French air traffic controllers’ union files strike notice for April 25

Almost three-quarters of flights could to be affected

Following a near-miss at Bordeaux airport, the BEA has called for compulsory electronic clocking-in of air traffic controllers at work
Published Last updated

UPDATE April 24: A last-minute deal between unions and the civil aviation authority has seen the strike called off. Read more about it here.

France’s largest air traffic control union has filed a strike notice for this Thursday (April 25), which, if it goes ahead, could see up to 70% of flights cancelled, according to various media reports. 

The SNCTA union, which represents 60% of air traffic controllers, called for the strike after “unacceptable” proposed changes to the job role of its members by the national civil aviation authority (Direction générale de l'aviation civile, DGAC).

Other unions are also supporting the strike action on Thursday.

An overhaul of the profession is ongoing, and negotiations between unions and the DGAC have already been underway for 15 months.

A second potential strike during June – at the same level of intensity – has also been threatened by the union.

The DGAC told Le Figaro that the exact number of people on strike will not be known until Tuesday (April 23). It claims, though, that it is confident “a solution will be found to avert the action.

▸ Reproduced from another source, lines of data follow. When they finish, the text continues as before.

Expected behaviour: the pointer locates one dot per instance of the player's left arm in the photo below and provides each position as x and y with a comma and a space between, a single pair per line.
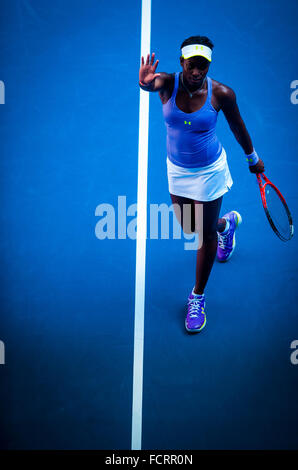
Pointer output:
227, 101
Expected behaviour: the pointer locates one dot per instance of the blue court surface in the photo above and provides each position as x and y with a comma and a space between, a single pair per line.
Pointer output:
69, 140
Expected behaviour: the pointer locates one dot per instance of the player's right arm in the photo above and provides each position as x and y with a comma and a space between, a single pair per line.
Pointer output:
148, 79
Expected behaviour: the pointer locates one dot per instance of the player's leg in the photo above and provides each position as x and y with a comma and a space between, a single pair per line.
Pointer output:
207, 252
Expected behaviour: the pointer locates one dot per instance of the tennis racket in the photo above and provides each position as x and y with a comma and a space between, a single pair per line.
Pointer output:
276, 209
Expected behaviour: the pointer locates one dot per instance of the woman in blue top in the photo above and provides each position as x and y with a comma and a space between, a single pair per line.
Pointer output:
198, 173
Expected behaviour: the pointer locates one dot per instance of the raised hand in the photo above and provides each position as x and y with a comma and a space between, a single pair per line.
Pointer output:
147, 71
258, 167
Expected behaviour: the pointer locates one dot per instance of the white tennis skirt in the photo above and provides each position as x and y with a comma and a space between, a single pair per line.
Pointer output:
201, 184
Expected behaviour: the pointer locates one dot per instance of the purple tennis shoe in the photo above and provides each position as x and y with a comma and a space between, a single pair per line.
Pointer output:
196, 317
227, 241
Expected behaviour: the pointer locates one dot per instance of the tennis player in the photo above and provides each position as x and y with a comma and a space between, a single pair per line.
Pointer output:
197, 167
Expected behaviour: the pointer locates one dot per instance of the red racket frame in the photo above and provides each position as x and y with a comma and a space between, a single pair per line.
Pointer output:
262, 187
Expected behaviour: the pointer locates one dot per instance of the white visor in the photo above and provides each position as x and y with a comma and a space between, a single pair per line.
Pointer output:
196, 49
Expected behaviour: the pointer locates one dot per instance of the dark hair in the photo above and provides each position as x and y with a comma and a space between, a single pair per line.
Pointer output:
198, 40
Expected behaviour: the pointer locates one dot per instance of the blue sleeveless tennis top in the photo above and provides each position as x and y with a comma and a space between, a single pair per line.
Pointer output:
191, 137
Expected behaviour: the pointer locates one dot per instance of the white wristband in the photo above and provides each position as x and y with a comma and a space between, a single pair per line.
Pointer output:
252, 158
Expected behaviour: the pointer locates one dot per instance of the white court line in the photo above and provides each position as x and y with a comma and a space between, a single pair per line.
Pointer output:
137, 399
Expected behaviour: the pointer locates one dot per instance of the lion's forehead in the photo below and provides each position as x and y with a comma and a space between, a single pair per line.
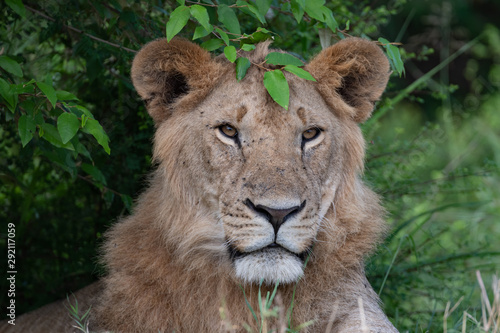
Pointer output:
249, 101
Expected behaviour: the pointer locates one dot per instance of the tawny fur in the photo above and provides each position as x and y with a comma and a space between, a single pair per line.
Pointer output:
169, 267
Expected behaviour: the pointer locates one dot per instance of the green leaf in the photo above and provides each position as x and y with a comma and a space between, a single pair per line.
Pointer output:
229, 19
263, 6
299, 72
277, 86
230, 53
394, 56
82, 150
277, 58
250, 9
242, 65
201, 15
94, 172
84, 111
260, 35
223, 35
17, 6
248, 47
93, 127
67, 125
314, 8
11, 66
297, 10
26, 127
8, 94
329, 19
51, 134
178, 19
201, 32
49, 92
212, 44
65, 96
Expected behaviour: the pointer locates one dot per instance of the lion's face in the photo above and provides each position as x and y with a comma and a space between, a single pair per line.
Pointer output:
270, 173
266, 176
277, 171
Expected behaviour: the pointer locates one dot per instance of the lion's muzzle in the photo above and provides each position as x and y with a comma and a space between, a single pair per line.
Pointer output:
275, 216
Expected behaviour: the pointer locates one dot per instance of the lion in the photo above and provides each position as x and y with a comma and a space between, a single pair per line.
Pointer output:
246, 197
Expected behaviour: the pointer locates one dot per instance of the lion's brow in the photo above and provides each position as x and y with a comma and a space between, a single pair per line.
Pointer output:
241, 112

A new law means all air traffic controllers must announce their intent to strike at least two days in advance, to allow airports to limit the number of flights that are grounded due to action.

Read more: French MPs move to stop last-minute air traffic controller strikes

There is no information yet about which airports or flights would be affected, although it is likely that all major airports, and both domestic and international flights, would be impacted

Read more: French air traffic controllers take too much time off and risk safety

Authority ‘u-turn’ at heart of issues

The SNCTA refused to attend a meeting earlier this month, after the DGAC notified the union that it had made changes to proposals between the two groups, without discussing them with the union beforehand.

The union called the actions a “u-turn” on previous negotiations which “directly called into question the sincerity of [the negotiations] and the compromises reached to date.” 

The negotiations are over the role of air traffic controllers and their duties, in light of an expected increase in air traffic in the coming years.

The changes would see controllers compensated for a higher workload with better pay, and a recruitment drive for the profession would be launched, according to Le Figaro

Thursday’s strike – and the potential month-long one in June – do not interfere with the union’s promised ‘Olympic Truce’. 

In 2023, major air traffic control unions agreed no strike action would take place between July and September this year, so as not to jeopardise travel for those visiting the Olympic and Paralympic Games held in Paris.